1. Soak and steam beans
After fully washing the soybeans, add 3 times the amount of water and soak them overnight, then pour out the water and steam them in a pressure cooker until the soybeans are pinched by hand. To the extent of crushing, about 45 minutes. If you don’t have a pressure cooker, don’t put too much water at once when boiling. In order to maintain the original flavor of soybeans, it is best to steam them.

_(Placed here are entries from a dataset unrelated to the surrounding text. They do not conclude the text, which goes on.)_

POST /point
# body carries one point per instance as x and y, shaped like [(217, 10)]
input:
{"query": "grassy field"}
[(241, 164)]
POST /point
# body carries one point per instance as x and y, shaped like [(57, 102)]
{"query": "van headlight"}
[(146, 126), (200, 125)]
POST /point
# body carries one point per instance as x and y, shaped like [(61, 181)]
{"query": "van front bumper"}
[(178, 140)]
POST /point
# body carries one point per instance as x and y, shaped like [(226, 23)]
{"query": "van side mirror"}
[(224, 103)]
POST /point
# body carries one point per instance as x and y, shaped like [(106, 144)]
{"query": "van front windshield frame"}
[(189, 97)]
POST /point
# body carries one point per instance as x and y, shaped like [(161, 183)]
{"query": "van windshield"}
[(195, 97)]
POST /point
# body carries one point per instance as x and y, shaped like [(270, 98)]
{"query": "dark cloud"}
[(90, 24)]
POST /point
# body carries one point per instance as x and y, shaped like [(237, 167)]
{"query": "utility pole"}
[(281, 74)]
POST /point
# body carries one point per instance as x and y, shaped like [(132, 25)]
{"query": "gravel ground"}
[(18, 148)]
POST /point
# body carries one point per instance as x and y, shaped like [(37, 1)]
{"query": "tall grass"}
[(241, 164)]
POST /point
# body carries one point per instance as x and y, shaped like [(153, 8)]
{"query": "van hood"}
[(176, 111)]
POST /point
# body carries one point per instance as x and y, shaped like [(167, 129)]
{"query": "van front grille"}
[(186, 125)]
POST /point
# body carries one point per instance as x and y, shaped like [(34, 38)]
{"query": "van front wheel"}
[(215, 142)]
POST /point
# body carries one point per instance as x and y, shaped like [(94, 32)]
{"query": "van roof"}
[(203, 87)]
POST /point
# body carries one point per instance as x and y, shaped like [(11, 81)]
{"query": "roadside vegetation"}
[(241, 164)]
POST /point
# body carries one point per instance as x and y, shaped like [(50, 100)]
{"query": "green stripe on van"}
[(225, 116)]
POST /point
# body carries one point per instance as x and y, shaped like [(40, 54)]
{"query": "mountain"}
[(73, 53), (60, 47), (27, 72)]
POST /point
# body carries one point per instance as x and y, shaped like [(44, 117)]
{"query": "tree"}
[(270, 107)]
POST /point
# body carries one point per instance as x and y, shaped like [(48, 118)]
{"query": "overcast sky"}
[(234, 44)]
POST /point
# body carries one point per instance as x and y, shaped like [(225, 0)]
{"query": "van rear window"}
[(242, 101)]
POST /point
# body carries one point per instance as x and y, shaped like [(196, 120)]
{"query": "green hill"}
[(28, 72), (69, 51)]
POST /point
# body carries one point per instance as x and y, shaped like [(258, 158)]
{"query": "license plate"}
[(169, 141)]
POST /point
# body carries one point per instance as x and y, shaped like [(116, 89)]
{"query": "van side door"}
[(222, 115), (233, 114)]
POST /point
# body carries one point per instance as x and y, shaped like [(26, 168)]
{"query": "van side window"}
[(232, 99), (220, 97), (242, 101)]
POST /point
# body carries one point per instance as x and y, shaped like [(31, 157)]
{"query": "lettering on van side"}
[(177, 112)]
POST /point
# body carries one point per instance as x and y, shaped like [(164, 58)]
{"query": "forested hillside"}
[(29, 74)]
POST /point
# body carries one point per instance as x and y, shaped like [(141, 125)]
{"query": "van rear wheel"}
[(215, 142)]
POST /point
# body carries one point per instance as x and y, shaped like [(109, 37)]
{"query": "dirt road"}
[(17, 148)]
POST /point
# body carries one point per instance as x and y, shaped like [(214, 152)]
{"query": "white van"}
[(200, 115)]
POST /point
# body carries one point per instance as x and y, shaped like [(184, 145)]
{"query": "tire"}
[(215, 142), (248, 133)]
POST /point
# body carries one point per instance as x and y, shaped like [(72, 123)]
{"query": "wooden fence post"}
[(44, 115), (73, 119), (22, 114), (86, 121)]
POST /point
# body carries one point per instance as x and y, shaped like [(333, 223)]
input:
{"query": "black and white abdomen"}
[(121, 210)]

2. Inoculate the natto bacteria
After dissolving the natto bacteria in 50ml hot water, add it evenly to the hot soybeans, stir quickly and distribute it into 7 foam lunch boxes Inside, the thickness is about 2cm, cover it with gauze or put a pair of chopsticks between the lunch box and the lunch box lid to make it fully exposed to the air. Because Nattobacterium natto is an aerobic bacterium, exposure to air is very important. But after fermentation, cover the lid and seal the mouth with tape to avoid contact with air for long-term storage.

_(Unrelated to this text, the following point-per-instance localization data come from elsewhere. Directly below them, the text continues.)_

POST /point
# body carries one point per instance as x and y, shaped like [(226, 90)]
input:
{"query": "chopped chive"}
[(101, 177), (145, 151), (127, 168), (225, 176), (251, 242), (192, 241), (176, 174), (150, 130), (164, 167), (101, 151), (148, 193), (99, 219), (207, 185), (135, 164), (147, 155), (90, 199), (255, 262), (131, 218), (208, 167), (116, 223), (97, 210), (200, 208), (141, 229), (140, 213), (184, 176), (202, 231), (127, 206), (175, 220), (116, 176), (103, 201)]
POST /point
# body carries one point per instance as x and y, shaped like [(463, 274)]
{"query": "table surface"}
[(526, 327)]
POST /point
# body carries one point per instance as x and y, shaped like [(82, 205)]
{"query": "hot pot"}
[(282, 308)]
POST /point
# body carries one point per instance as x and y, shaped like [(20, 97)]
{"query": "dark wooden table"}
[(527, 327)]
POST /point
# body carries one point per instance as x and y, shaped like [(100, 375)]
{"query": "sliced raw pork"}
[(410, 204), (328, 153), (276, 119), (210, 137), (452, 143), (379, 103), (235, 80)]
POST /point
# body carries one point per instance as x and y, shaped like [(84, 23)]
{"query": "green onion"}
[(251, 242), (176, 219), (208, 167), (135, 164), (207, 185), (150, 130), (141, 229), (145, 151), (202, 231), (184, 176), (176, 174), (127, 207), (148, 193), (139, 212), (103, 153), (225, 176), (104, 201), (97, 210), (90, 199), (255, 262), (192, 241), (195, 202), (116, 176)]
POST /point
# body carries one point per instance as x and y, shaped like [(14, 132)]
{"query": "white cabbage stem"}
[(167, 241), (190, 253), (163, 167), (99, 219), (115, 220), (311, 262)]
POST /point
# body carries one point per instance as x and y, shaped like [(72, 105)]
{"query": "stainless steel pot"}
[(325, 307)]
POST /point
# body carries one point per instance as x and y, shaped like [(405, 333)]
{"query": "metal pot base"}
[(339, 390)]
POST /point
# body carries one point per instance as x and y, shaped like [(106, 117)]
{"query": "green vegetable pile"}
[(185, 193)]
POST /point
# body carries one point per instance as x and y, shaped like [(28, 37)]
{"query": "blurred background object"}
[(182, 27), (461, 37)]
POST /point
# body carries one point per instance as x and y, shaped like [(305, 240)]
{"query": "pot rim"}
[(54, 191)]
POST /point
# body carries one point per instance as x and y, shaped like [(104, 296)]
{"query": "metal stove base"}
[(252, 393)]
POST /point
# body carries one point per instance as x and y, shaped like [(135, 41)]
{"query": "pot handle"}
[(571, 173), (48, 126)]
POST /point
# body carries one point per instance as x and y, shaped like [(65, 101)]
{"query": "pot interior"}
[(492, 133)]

3. Ferment at constant temperature for 14-36 hours
Put several rectangular plastic bottles filled with 50℃ hot water into a clean large foam box, and put the inoculated The bean mushroom foam lunch box is placed on the bottle, and the ideal temperature inside the box is 42°C. If the temperature inside the box drops to 38°C, replace the bottle with 50°C hot water again. After repeatedly changing the hot water in the bottle and fermenting for 14-36 hours, a white film will form on the surface of the soybeans, and when sticky threads appear, the soybeans will turn into natto.